You should grant that user or group the rights you want them to have to tickets in the "Incident Reports" queue. It is important that you not grant the user or group "queue-wide" rights such as "See Queue" or "Create Ticket" in the pseudo-queue as the system will apply those rights to the pseudo-queue "Incident Reports - EUDNET" and not to the "Incident Reports" queue.

Note that templates, custom fields and scrips can still be applied to pseudo queues, but in the current implementation these objects have no effect on the RTIR behavior. This may be changed in the future.

Constituency Specific Groups

For each Constituency value, the RTIR admin can create a group 'DutyTeam [constituency_value]' using either the web UI or the script.

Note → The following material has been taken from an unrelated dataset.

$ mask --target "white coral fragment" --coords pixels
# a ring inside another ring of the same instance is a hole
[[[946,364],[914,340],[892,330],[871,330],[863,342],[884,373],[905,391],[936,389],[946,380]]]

We've added some automation for such groups. Those groups are added as an AdminCc to a ticket according to value of the field and you can grant additional rights using this assignment. For example if you grant the 'TakeTicket' right to the AdminCc role on the IR queue then users that are members of the 'DutyTeam EDUNET' group will have this rights on all EDUNET tickets.

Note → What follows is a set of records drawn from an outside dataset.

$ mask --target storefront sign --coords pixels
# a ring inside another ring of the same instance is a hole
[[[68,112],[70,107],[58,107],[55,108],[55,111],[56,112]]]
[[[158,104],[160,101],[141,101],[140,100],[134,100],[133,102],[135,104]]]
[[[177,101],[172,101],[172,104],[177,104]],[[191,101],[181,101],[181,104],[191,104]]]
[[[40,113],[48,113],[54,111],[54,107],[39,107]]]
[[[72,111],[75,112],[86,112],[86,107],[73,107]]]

Note that this method has some limitations and caveats. Users who have enough privileges still can add other users and groups as AdminCcs of a ticket and these principals will get the same set of additional rights that constituency-specific groups get via the AdminCc role. Since this uses the AdminCc role to grant constituency rights, you cannot use the role to grant one set of rights to group X and another set to group Y.

Also, by default AdminCcs are notified on many ticket actions, so this feature can be a little bit noisy for members. You either can disable notifications of AdminCcs or disable this functionality.

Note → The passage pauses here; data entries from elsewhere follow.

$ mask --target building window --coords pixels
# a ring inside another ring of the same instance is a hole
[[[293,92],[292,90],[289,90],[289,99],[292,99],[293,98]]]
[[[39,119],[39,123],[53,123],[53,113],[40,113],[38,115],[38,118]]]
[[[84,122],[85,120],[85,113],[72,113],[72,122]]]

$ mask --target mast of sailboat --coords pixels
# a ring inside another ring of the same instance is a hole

If you want to disable this functionality you just have to disable "SetConstituencyGroup" scrips in RTIR's queues. These scrips add or replace group in the AdminCc list when people set or change the ticket's constituency. If you still need more control over ACLs then you can use the pseudo-queues to add this control.

DutyTeam Group vs. Constituency Specific Group

By default DutyTeam has almost all rights on all RTIR's queues. This group's rights apply to tickets with all constituencies, so if you want to give access to group 'DutyTeam EDUNET' on EDUNET tickets only, then you don't want to make this group a member of DutyTeam.

In RT/RTIR you cannot deny a right for a subgroup of a group if the parent group has it, so you should avoid adding groups into groups with higher privileges. We suggest leaving DutyTeam and constituency specific groups on the same level, however, you can join them using a new top level group.

The same rules apply to user members of groups. Rights of all groups a user is a member of are summed up and if he is a member of DutyTeam with default of rights then he has more rights than any member of a constituency specific group (who is not member of other groups). Considering the above suggestion, a good way to manage users is to place each user in a constituency specific groups based on their access needs. Place users into DutyTeam only if they should work with all constituencies.

Constituency issues

Constituencies are very heavyweight, they add extra code to many permission checks in the system and also greatly complicate the number of groups and group members in the system. If you are not going to use this functionality, you would be well served to disable the Constituency Custom Field, which will cause RTIR to remove a number of added complexities.

Additionaly, while RT 4.2 has shipped with the config option $UseSQLForACLChecks defaulted on, it is not compatible with Constituencies. If RTIR detects that it is being started with Constituencies enabled it will disabled $UseSQLForACLChecks. Overriding this means that any part of the UI trying to show a list of tickets (such as the RTIR homepage or any search results) will be empty for users in restricted Constituency DutyTeams.